Seskab Teddy saat menerima penganugerhan dari Presiden
Prabowo/Int
JAKARTA — Penganugerahan Bintang Mahaputera
Utama kepada Sekretaris Kabinet Teddy menuai banayk kritik. Pasalnya, penghargaan
yang diberikan kepada seorang anggota Tentara Nasional Indonesia (TNI) yang
juga bertugas di pemerintahan sipil tersebut dianggap berlebihan.
Penilaian tersebut diungkapkan Peneliti ISEAS, Made Supriatma
yang mengaku terkejut dengan penganugerahan gelar tersebut bukan hanya kepada
Teddy tetapi juga kepada Haji Isam.
"Saya tidak tahu bagaimana dua orang ini dianggap berhak
mendapatkan anugerah sebagai warga utama dan teladan Republik ini. Mengapa
Teddy? Apakah melayani Presiden sehari-hari membuat Anda memenuhi kualifikasi
berjasa untuk bangsa dan negara?" tanya Made dikutip dari akun media
sosialnya, Selasa (26/8/2025).
"Juga Haji Isam. Mengapa harus dia? Apakah ada
keberhasilannya yang luar biasa? Bukankah dia baru mulai bekerja untuk food
estate dan transisi energi? Proyek gasifikasi batubaranya baru mulai dan yang
beli pun PLN, perusahaan negara," sambungnya.

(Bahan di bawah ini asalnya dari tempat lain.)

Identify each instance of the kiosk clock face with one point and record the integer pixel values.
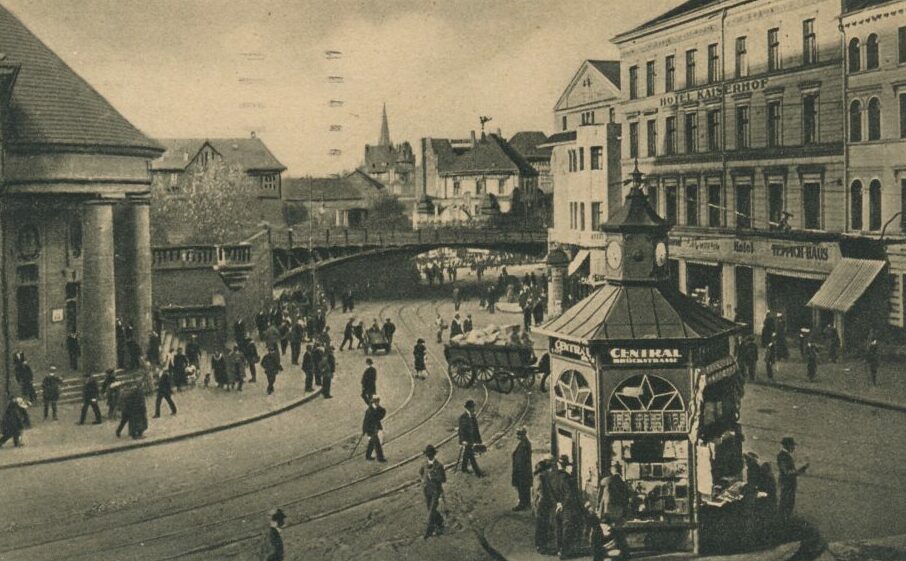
(660, 254)
(614, 255)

Para pejabat, kata dia, dari atas hingga ke bawah sungguh
kehilangan rasa dan kepekaan terhadap rakyat biasa — para pembayar pajak yang
mengongkosi hidup mewah mereka.
"Hari ini (kemarin) ada demo besar di Jakarta dan Pati.
Di Jakarta massa marah dengan kenaikan gaji para anggota DPR — yang sebagian
besar adalah pengusaha dan artis itu. Mereka sebenarnya tidak butuh-butuh amat
dengan uang. Tapi ya itulah. Mobil mereka harus belasan dan harganya miliaran
sebijinya," ungkap Made.
Di Pati, Bone, dan Cirebon ada protes. Rakyat biasa marah
karena hidup mereka makin susah. Para elite membuat angka-angka yang
menunjukkan bahwa hidup di negeri ini baik-baik saja. Mereka hidup dalam bubble
atau gelembung yang mereka bikin sendiri.
Para pejabat dari atas hingga ke bawah sungguh sudah
kehilangan empati. Kehilangan bela rasa akan hidup rakyat yang semakin mereka
cekik. Mereka semakin bergelimang kemewahan, kemegahan, dan kemuliaan.
Mereka bergaul dengan sesama mereka sendiri. Saling
mendengar, saling memuji, dan saling menjilat. Hasilnya ditunjukkan dengan
sangat gamblang: obral penghargaan untuk lingkaran sendiri. Untuk ajudan dan
kroni.
"Seperti Anda, saya pun lelah melihat semua arogansi dan
ketidakpekaan ini. Saya lelah melihat mereka menari-nari dan menyanyi sementara
masa depan terlihat tidak ada. Mereka merasa masa depan mereka indah karena
mereka punya tentara, polisi, jaksa, dan hakim — yang sebenarnya kita
biayai," kritiknya.
Bagi Made, ini adalah OrBa yang dimampatkan — compacted New Order. Situasinya persis seperti Suharto menjelang pemilihan umumnya yang terakhir. Masih ingat semua orang berlomba menjilat? Tutut baca puisi bikinannya sendiri dan menangis membayangkan penderitaan rakyat — yang tidak pernah dialaminya?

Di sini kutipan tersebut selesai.